Before you go
El Morro, the fortress we'll stand on Wednesday
Puerto Rico was home to the Taíno people for centuries before Europe arrived. They called the island Borikén, the land of the brave lord, and the name survives today in Boricua, what Puerto Ricans still call themselves.
Spain claimed the island in 1493, and San Juan became one of the most strategically vital ports in the Americas. Whoever held San Juan Bay held the gateway to the Caribbean, and Spain spent two centuries making sure no one took it.
The result is the fortress you'll stand on Wednesday. El Morro, properly Castillo San Felipe del Morro, rises six levels and 140 feet above the sea at the tip of the old city, its guns angled to shred any ship that tried the harbor mouth. It held off the English, the Dutch, and time itself. Together with Castillo San Cristóbal and the old city walls, it forms a UNESCO World Heritage Site, one of the oldest European fortifications in the Americas.

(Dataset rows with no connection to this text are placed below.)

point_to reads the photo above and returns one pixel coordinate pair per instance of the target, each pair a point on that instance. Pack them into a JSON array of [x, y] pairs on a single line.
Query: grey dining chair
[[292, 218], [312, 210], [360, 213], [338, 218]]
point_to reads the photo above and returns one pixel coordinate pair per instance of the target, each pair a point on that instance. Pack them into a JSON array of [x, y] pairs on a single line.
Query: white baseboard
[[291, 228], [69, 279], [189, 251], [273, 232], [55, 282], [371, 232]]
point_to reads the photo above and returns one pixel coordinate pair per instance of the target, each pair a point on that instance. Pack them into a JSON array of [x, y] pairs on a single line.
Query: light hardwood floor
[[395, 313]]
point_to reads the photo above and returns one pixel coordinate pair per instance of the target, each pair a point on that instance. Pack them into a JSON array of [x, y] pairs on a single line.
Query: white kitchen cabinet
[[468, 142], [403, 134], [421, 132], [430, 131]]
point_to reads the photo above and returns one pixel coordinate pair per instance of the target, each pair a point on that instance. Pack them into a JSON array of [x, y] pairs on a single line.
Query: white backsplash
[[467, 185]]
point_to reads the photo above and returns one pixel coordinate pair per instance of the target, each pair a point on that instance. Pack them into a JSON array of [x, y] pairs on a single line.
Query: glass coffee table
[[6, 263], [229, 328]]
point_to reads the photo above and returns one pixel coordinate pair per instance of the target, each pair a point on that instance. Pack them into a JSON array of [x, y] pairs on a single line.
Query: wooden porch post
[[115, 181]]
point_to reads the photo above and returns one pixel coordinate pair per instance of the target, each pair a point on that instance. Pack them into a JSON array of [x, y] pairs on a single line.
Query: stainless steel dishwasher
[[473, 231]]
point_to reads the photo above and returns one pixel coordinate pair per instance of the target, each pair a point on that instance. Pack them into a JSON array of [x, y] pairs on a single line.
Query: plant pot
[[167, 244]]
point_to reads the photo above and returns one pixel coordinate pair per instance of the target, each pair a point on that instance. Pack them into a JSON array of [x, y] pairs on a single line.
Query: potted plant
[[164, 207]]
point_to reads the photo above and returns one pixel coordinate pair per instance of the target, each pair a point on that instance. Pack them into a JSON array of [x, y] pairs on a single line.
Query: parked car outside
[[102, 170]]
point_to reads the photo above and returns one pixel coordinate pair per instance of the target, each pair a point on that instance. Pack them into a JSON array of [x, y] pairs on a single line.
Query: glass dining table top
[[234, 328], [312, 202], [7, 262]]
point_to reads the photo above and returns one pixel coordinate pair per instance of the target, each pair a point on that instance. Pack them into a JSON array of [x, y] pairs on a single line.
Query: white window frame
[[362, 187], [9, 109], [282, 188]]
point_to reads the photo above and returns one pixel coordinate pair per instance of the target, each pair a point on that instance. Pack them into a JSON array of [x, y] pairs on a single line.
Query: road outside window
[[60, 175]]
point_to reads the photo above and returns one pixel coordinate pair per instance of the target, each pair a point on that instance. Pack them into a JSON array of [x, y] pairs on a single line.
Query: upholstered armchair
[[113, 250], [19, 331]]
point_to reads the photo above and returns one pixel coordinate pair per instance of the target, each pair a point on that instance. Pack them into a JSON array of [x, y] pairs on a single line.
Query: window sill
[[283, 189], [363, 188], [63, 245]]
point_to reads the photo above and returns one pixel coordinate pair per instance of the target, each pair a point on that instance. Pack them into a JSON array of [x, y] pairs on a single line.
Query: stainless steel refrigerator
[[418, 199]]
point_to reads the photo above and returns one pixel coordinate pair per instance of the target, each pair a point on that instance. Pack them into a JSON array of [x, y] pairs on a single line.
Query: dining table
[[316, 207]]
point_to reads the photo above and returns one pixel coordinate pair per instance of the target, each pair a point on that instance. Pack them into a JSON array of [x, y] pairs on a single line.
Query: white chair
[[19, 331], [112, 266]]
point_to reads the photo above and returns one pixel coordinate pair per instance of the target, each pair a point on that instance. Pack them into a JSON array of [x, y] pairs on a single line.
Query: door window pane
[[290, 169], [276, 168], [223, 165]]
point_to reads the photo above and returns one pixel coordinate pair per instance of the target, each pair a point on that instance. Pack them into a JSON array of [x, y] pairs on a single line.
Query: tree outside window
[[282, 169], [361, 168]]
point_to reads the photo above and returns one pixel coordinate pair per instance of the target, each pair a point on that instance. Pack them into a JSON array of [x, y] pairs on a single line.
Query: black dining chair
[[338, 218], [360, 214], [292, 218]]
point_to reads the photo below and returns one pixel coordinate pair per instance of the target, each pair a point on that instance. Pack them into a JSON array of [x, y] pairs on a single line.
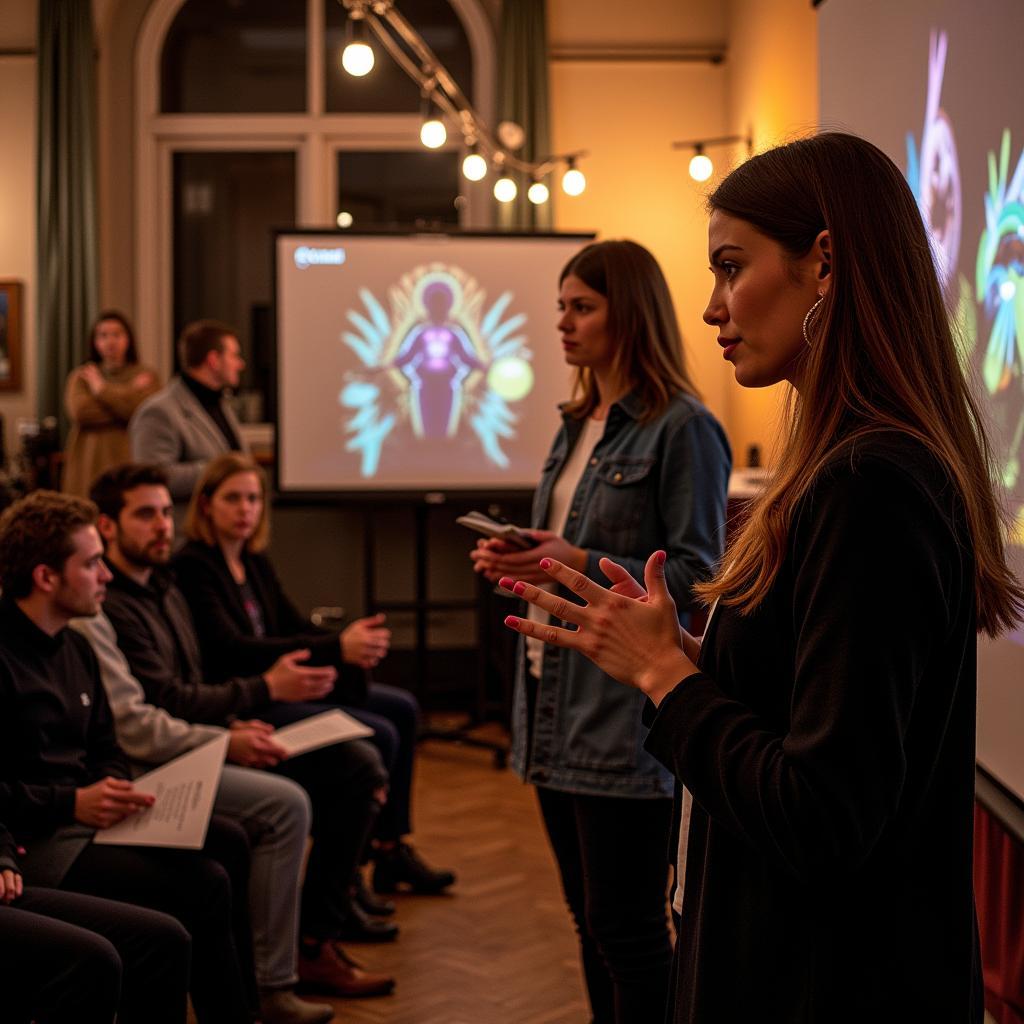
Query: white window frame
[[314, 137]]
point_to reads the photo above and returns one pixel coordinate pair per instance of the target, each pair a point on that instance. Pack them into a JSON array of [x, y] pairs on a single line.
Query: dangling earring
[[807, 318]]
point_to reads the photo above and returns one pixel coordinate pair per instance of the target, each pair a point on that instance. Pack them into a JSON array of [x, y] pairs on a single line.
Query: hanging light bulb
[[505, 189], [474, 167], [573, 180], [433, 134], [538, 193], [357, 57], [700, 165]]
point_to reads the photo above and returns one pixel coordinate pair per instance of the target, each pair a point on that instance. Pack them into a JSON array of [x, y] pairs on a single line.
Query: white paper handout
[[321, 730], [184, 788]]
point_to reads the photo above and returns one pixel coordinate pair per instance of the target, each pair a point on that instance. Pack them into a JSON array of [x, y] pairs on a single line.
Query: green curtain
[[67, 289], [523, 97]]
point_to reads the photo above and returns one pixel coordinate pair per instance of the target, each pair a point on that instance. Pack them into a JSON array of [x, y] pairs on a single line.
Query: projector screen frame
[[357, 496]]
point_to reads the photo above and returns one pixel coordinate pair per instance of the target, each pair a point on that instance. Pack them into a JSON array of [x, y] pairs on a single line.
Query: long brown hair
[[642, 326], [131, 353], [199, 525], [883, 356]]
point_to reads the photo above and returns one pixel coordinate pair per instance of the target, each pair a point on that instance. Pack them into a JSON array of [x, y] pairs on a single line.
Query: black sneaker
[[401, 865]]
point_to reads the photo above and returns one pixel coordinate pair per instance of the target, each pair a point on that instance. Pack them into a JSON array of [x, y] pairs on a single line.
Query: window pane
[[398, 189], [228, 56], [225, 207], [387, 89]]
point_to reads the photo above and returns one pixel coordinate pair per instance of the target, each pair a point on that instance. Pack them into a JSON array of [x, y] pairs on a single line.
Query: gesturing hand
[[108, 802], [288, 680], [10, 885], [366, 641], [624, 584], [631, 635], [252, 744], [495, 559]]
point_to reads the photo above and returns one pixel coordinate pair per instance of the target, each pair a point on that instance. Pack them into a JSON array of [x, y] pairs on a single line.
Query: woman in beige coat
[[100, 396]]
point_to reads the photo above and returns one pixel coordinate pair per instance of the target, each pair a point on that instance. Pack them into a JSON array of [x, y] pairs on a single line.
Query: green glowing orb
[[511, 378]]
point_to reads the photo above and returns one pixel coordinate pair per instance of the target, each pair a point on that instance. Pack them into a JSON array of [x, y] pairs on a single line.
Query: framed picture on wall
[[10, 336]]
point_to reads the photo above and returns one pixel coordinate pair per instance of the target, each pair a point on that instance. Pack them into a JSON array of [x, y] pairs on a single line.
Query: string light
[[506, 189], [444, 100]]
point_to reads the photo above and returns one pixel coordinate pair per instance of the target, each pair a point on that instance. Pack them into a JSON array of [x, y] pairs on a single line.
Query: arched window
[[246, 123]]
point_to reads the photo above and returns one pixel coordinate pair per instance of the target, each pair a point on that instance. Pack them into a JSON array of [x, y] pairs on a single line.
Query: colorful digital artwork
[[995, 301], [436, 365], [998, 289]]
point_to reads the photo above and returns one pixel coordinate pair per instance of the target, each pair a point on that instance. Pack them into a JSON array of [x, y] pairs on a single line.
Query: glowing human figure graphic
[[438, 360], [436, 357], [999, 284]]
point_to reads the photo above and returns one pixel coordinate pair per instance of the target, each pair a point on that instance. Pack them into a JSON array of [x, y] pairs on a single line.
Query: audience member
[[638, 463], [274, 812], [190, 421], [70, 958], [62, 775], [825, 724], [244, 619], [100, 396], [346, 782]]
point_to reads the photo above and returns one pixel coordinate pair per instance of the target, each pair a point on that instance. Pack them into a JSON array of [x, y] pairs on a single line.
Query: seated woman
[[99, 396], [245, 622]]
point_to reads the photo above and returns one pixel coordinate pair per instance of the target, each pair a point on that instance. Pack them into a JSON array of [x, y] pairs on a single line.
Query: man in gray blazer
[[189, 421]]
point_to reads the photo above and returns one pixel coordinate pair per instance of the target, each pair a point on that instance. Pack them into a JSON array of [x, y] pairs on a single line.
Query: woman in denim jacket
[[638, 464]]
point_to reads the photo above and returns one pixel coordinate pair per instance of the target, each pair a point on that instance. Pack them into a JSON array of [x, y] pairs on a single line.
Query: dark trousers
[[340, 780], [196, 887], [70, 958], [393, 714], [611, 854]]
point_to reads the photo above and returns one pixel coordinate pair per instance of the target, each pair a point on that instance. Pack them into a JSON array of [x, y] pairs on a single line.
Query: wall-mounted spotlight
[[700, 166], [573, 180], [357, 57]]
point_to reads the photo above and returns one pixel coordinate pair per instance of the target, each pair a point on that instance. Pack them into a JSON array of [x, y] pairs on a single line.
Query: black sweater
[[156, 632], [56, 735], [828, 742], [228, 642]]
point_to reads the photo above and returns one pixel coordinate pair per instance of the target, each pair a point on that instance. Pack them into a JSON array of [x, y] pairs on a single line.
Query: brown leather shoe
[[326, 967]]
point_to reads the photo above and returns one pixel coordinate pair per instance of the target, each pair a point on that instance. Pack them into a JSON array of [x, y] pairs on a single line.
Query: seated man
[[346, 781], [62, 775], [273, 811], [70, 958], [189, 421]]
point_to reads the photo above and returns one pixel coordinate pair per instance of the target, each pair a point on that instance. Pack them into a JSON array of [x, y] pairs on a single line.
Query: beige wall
[[772, 91], [626, 114], [17, 193]]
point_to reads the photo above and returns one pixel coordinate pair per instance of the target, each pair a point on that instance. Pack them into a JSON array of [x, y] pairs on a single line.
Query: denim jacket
[[659, 484]]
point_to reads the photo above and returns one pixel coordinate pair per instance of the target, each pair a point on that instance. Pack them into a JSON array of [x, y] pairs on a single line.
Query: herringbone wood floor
[[501, 948]]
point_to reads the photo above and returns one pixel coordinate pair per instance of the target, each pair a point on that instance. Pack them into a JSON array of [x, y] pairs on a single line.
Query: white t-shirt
[[558, 511]]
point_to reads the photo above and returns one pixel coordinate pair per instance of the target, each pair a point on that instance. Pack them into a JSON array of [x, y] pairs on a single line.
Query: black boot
[[401, 865]]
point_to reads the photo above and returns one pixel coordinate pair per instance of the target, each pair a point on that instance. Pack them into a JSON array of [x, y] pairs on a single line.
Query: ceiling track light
[[444, 99], [357, 57], [701, 167]]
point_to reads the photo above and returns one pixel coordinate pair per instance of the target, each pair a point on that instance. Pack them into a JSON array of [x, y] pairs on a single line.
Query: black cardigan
[[828, 742], [225, 632]]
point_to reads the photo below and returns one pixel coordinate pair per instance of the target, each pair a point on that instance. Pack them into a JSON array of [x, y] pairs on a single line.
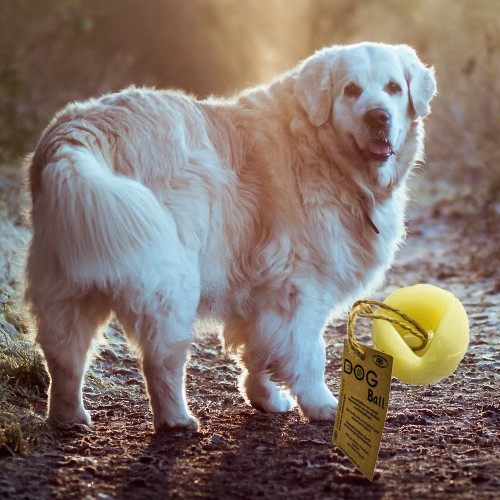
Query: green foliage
[[55, 51]]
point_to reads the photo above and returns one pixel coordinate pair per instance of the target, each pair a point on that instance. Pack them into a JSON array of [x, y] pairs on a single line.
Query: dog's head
[[369, 93]]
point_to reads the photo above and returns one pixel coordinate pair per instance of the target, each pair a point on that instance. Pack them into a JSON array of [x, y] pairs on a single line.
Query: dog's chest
[[345, 247]]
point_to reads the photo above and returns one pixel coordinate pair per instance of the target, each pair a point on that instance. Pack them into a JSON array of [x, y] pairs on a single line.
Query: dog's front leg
[[291, 349], [165, 373]]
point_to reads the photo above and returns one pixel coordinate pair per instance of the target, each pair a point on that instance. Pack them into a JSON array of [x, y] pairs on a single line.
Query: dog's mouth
[[378, 149]]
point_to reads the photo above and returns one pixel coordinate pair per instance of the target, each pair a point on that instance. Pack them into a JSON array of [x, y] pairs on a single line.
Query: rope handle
[[363, 309]]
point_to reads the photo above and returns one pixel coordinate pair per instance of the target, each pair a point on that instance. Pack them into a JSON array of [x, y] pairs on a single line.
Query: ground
[[439, 440]]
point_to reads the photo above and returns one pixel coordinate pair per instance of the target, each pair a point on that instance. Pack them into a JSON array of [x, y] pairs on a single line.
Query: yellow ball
[[442, 315]]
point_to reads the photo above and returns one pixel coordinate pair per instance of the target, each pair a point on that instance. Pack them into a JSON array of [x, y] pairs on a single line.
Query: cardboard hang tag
[[363, 400]]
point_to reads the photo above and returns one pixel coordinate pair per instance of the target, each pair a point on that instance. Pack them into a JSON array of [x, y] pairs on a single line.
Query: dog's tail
[[94, 223]]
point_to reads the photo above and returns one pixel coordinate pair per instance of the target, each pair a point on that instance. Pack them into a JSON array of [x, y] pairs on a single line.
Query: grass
[[23, 378], [23, 383]]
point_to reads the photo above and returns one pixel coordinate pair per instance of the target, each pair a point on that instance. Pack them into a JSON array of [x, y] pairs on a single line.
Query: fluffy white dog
[[266, 211]]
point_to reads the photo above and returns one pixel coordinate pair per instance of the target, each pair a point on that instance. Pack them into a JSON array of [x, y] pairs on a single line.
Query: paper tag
[[363, 400]]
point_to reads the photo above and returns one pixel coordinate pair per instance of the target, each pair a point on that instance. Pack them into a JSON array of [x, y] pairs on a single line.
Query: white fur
[[254, 211]]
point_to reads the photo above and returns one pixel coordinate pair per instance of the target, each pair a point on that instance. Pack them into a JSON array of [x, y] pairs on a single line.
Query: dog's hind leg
[[158, 317], [65, 332]]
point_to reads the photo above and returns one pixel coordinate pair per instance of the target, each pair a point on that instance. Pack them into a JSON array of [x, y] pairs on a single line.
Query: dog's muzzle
[[379, 147]]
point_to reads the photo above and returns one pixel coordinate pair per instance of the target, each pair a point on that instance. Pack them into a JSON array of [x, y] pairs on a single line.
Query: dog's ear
[[420, 78], [313, 87]]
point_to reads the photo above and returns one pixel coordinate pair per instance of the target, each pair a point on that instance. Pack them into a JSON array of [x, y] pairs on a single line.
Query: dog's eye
[[352, 90], [393, 88]]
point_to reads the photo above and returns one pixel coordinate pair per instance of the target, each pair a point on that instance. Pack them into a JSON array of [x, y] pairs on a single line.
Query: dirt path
[[439, 440]]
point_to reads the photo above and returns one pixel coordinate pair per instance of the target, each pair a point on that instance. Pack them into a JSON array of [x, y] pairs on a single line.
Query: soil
[[439, 440]]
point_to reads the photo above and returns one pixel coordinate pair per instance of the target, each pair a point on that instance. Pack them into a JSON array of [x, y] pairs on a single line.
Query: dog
[[269, 211]]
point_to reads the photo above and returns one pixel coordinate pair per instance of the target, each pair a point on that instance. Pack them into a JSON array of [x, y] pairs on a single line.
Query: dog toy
[[430, 347]]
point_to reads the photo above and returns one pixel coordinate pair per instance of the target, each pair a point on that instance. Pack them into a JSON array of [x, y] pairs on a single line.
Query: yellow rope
[[363, 309]]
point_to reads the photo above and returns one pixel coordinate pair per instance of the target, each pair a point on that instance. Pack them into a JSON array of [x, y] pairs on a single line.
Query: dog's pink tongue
[[380, 148]]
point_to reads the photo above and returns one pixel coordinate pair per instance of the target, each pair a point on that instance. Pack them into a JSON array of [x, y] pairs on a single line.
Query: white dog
[[266, 211]]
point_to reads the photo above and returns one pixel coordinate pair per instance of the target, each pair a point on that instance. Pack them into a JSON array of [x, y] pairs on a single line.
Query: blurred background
[[56, 51]]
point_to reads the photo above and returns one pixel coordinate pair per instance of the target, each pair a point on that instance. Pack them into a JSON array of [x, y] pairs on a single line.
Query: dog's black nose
[[377, 117]]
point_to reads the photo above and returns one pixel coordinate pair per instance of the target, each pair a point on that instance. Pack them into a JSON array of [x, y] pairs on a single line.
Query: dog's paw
[[185, 424], [320, 413], [265, 395]]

A Calle San Francisco corner in the old city.
The old city behind those walls is the second-oldest European-founded settlement in the Americas. When you walk Calle Fortaleza and Calle del Cristo, the blue stones underfoot are adoquines, cast from furnace slag and carried over as ballast in the holds of Spanish ships, then laid down as streets. They turn faintly luminous after rain, which in late September you'll almost certainly see.
The island became a United States territory in 1898, and Puerto Ricans have been U.S. citizens since 1917, which is why you flew in without a passport and why the dollar's in your pocket. What you'll feel all week is the layering: Taíno, Spanish, African, and American, pressed into the food, the music, the language, and the streets you'll spend Wednesday wandering.